Oil headed for the first weekly advance in a month as U.S. crude stockpiles fell to the lowest level in more than two years and the pace of production gains slowed.
Front-month futures slid 0.5 percent in New York, trimming the weekly gain to 1.4 percent. Crude supplies slid last week to 436.5 million, the lowest level since October 2015, according to U.S. government data Wednesday. Output expanded at the smallest rate since starting a nine-week gain in mid-October. The North Sea’s Forties Pipeline System is set to return to normal flows early next year, according to a statement from operator Ineos Group.
Oil is poised for a second yearly gain as the Organization of Petroleum Exporting Countries and its allies cut supply to trim a global glut. Worldwide inventories won’t fall enough to be near the level targeted by OPEC when the group meets in June, Saudi Arabia’s Energy Minister Khalid Al-Falih said this week, signaling the kingdom may keep production restrained to the end of the year.
“The latest run” in prices is “based on a cocktail of U.S. stock draws and outages in the North Sea,” said analysts led by Michael dei Michei at JBC Energy GmbH in Vienna.

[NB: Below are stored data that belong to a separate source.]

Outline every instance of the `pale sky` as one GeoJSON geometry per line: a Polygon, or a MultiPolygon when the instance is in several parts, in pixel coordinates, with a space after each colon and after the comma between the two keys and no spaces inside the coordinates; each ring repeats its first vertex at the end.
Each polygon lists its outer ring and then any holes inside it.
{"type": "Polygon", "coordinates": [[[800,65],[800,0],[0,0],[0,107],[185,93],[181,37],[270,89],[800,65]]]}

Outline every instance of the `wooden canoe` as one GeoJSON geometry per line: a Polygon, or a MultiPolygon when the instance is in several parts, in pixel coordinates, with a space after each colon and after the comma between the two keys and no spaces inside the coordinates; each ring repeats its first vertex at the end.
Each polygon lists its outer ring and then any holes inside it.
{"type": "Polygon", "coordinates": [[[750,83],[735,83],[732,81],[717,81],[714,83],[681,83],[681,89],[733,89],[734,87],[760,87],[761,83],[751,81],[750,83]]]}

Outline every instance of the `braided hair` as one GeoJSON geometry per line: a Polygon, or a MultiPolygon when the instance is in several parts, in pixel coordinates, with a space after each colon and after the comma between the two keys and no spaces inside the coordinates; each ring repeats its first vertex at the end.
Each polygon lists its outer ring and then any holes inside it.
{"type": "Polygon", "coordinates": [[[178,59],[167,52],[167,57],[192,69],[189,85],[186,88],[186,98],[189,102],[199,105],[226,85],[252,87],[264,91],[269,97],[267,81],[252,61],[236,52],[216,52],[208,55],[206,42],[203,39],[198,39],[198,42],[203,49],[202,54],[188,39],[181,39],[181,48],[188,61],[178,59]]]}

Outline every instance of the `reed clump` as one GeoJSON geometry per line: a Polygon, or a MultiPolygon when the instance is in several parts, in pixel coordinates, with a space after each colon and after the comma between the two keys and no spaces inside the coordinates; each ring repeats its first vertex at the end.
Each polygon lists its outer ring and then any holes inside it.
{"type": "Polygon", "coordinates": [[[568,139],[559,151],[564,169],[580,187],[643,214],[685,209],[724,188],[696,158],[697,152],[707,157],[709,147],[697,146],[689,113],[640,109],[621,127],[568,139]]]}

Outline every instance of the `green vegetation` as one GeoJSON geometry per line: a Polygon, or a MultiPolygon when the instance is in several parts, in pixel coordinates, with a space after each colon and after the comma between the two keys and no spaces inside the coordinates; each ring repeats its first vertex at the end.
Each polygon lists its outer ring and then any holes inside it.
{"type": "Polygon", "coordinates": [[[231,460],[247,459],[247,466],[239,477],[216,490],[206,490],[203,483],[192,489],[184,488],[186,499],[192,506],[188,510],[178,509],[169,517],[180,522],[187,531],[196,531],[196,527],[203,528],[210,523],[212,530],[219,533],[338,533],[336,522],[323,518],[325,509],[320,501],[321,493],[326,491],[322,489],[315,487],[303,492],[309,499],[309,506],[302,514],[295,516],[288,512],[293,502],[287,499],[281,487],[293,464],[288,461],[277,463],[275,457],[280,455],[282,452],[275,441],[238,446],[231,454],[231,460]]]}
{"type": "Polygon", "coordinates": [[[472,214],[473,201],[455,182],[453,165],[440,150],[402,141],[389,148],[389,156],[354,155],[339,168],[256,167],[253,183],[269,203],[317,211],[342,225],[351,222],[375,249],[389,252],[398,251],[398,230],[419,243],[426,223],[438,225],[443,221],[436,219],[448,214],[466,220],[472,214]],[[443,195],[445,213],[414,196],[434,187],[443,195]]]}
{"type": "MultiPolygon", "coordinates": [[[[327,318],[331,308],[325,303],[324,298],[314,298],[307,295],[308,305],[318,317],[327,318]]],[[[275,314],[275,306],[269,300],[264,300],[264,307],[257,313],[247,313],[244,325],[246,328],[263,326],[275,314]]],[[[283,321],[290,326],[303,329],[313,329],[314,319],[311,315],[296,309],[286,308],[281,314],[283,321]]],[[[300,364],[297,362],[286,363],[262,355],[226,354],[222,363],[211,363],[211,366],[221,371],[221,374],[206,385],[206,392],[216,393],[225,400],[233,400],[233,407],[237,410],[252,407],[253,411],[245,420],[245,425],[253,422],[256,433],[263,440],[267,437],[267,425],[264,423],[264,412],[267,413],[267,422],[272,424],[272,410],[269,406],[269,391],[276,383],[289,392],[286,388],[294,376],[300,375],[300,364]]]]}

West Texas Intermediate for February delivery was at $58.10 a barrel on the New York Mercantile Exchange, down 26 cents, at 9:39 a.m. in London. Total volume traded was about 47 percent below the 100-day average. Prices added 27 cents to $58.36 on Thursday, the highest close in almost three weeks.
Brent for February settlement lost 13 cents to $64.77 a barrel on the London-based ICE Futures Europe exchange after climbing 0.5 percent Thursday to the highest since June 2015. Prices are up 2.5 percent this week. The global benchmark traded at a premium of $6.63 to WTI.
Ineos expects to complete repairs to a hairline crack on the North Sea pipeline by “around Christmas,” the company said in a statement on its website. Forties crude is the largest component of the physical benchmark Dated Brent, which is used by producers and traders across the world to price their oil.
China is on the verge of opening a domestic market to trade oil futures contracts. The ramifications run deep as foreign investors are set to be allowed to trade — a first for China’s commodities markets.